ROME.- Among latest acquisitions,
Ottocento Art Gallery offers a masterpiece by Trieste painter Bruno Croatto ( 1875 1948 ) which embodied his passion for Oriental culture and his symbols.
The quality of light and the extraordinary definition of the details are the most surprising aspects of the still lives produced by Croatto in the 1920s and 1930s. Criticism has highlighted his verism, the point of arrival of a gradual evolution, meditated through frequent travel and the study of Italian Renaissance painting, which led him to a sort of modern pictorial classicism (Firmiani, 1976).
The clarity of the sign, the sharpness of the colors, the plastic force of the objects induces the Triestine master to express pure naturalism, a meticulous attention to the real figure. The sense of finitude, vivid in the bodily evidence of brilliant, almost enamelled figures, characterizes the last works and shows an artistic evolution that is accomplished in the maturation of his feelings.
Precisely the essential traits of his palette are visible in this astonishing still life, in which it is evident the taste for the intrinsic qualities of different materials, specifically chosen for the characteristics of shine or transparency or sphericality, and his witty ability in the appropriate color matching, harmonious in dialogue established among the Buddha little sculpture, sometimes used by the painter as a marginal element in some paintings, and the sumptuous drape, real scenic backdrop of the entire composition.

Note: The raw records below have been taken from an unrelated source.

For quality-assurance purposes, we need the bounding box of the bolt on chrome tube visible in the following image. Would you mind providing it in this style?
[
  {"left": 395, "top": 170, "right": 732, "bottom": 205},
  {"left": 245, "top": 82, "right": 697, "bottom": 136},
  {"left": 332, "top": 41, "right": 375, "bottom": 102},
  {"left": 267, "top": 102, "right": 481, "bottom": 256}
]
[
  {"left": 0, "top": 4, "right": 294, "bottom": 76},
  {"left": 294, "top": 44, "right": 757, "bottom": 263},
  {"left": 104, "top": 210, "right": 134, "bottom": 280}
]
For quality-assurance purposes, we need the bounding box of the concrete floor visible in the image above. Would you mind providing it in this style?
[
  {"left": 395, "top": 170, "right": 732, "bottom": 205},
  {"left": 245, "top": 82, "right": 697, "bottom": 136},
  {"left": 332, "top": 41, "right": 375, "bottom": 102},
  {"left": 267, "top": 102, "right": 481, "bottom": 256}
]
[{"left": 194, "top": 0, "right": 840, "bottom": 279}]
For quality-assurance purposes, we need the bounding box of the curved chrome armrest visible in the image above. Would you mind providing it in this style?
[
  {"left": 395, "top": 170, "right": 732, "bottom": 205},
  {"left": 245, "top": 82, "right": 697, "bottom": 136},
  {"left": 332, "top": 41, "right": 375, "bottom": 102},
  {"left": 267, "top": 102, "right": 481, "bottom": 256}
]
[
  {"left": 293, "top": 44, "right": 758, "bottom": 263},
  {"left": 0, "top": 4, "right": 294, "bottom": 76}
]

An oriental motif that embodied by the Buddha sculpture, that is absolutely not casual, but which, on the contrary, is witness to the special interest of the Triestian painter for Oriental culture, a passion that led him to assemble a personal collection of Chinese objects, as Sibilia remembers: A magnificent artist: his studio is already, by itself, a milieu of art from the most strange and most original art of the Far East, from the rugs that cover the floor, the vases that animate the tables, the curious things populating the scans, paintings and prints that look a bit over all. It seems to be in Japan or China and if it were not his job and if this man was not all nervous and all verve looking a little Japanese because it was glabrous and dry the illusion would be complete».
This painting is published on the catalogue curated by D. Mugittu ( 2000, p. 194, n. 110 ). Croattos works are preserved in numerous European and American public and private collections, including the Revoltella Civic Museum in Trieste, the National Gallery of Modern Art in Rome and the Milan Modern Art Gallery.